The Snow Child- Eowyn Ivey

imageThe Snow Child by Eowyn Ivey was the book club read for June and one of which we had mixed feelings about.

On one hand the author did an excellent job of creating an impressive sense of time and space, depicting the bleak Alaskan landscape elegantly and the loneliness of working and living in such an environment.  On the other hand, most of us couldn’t getting to grips with the magical realism  element to the story.

Was it fiction, was it a fairy tale – most of us were unsure.  Was Faina real?  If so, why where her conversations not in speech marks?  Why did she appear as this angelic character at first and then turn into a feral type creature?  Was she someone that appeared to other people, as well as Jack and Mabel, as a sign to improve lifes?  Certainly her gifts and presence enriched their lives and that would explain why she disappeared.

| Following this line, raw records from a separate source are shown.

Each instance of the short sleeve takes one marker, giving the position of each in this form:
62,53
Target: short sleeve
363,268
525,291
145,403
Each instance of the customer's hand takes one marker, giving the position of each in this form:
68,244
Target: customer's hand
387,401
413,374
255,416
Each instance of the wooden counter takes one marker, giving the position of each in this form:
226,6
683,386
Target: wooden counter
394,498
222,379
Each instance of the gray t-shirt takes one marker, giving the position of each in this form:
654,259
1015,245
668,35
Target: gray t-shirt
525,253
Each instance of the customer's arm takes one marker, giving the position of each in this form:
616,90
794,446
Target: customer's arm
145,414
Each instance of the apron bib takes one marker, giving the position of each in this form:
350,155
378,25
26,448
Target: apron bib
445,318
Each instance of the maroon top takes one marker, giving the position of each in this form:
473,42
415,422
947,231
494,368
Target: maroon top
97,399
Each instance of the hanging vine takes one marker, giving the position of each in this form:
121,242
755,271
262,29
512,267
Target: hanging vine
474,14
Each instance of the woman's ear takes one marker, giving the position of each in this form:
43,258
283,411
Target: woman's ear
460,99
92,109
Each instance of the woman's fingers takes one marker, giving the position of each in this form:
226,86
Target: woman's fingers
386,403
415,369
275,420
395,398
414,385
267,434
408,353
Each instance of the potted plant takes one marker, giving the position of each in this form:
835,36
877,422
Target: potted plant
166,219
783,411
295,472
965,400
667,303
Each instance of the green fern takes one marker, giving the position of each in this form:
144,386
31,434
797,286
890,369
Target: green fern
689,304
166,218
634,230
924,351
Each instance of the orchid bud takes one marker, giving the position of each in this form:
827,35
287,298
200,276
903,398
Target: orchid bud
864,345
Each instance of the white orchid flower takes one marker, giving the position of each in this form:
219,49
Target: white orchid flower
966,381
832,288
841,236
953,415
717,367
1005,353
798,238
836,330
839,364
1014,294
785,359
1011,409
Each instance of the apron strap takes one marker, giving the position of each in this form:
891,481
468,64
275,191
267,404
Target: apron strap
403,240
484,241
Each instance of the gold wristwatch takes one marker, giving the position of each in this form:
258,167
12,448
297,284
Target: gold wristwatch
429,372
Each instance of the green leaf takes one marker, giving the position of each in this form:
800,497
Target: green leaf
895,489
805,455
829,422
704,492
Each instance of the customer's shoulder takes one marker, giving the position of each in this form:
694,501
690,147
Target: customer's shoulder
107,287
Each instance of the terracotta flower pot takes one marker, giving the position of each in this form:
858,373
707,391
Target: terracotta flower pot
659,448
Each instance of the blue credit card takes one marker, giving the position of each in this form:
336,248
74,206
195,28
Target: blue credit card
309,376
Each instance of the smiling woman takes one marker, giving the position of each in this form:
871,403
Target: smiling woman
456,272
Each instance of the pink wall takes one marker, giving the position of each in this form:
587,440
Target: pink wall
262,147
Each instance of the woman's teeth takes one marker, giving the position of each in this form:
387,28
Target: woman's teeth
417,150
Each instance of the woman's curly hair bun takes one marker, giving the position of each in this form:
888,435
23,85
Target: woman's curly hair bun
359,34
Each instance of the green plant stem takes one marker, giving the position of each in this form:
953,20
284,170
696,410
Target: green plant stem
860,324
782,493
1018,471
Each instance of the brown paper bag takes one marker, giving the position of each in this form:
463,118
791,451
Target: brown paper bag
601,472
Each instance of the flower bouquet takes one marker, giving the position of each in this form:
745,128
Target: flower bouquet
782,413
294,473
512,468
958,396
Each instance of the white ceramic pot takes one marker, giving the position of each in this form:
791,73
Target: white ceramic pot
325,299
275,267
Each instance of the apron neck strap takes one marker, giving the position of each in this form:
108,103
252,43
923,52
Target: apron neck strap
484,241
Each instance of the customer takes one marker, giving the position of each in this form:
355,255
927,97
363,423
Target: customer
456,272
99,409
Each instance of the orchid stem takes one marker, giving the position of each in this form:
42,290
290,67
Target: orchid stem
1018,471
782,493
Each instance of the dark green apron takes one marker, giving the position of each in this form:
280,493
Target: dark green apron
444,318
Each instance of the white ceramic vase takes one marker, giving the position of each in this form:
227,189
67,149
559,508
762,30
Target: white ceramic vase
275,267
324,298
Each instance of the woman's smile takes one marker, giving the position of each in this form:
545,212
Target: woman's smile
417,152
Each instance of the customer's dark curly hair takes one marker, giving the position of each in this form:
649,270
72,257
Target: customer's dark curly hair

Her relationship with Garrett, also changed his once shallow character, bringing some much needed depth.  Her killing of the swan that resulted in her wedding dress made of feathers perhaps was a sign that she intended to cement their relationship as one that would be for life, but it was not to be.

Perhaps it was Faina’s relationship with the fox that served as a metaphor that when man encounters anything of a wild nature, the latter will suffer.  Certainly Faina didn’t seem unduly distressed when this happened and what purpose did the fox serve – perhaps a Guardian?

The character of Mabel was one that irritated members; the fact that she seemed so unhappy with the landscape and was tied, perhaps more so by tradition, to the cabin.  Certainly the fact that she seemed reluctant to help out on the farm, when Jack was clearly struggling, seemed strange.  Who would see her do this in the middle of nowhere, but it seemed to be the reluctance of stepping outside convention that was driving a wedge in their relationship.

Of course the fact they were childless had affected their relationship deeply.  The fact that Jack was unable to tell his wife of the sex of their stillborn child and that he had buried the body, spoke volumes of their lack of communication and provided a residue of pent up emotion.

Mabel’s relationship with her sister also proved one where Mabel barely kept in touch, afraid to show that Jack and her had failed in their endeavours.  However, it was her relationship with Esther that proved to be the most satisfactory and in turn provided a more secure base for her and Jack to begin to turn their fortunes around on their farm.

All in all, the book provided us with an excellent discussion and we came to the conclusion that it was a marvellous fairy tale  and an easy read!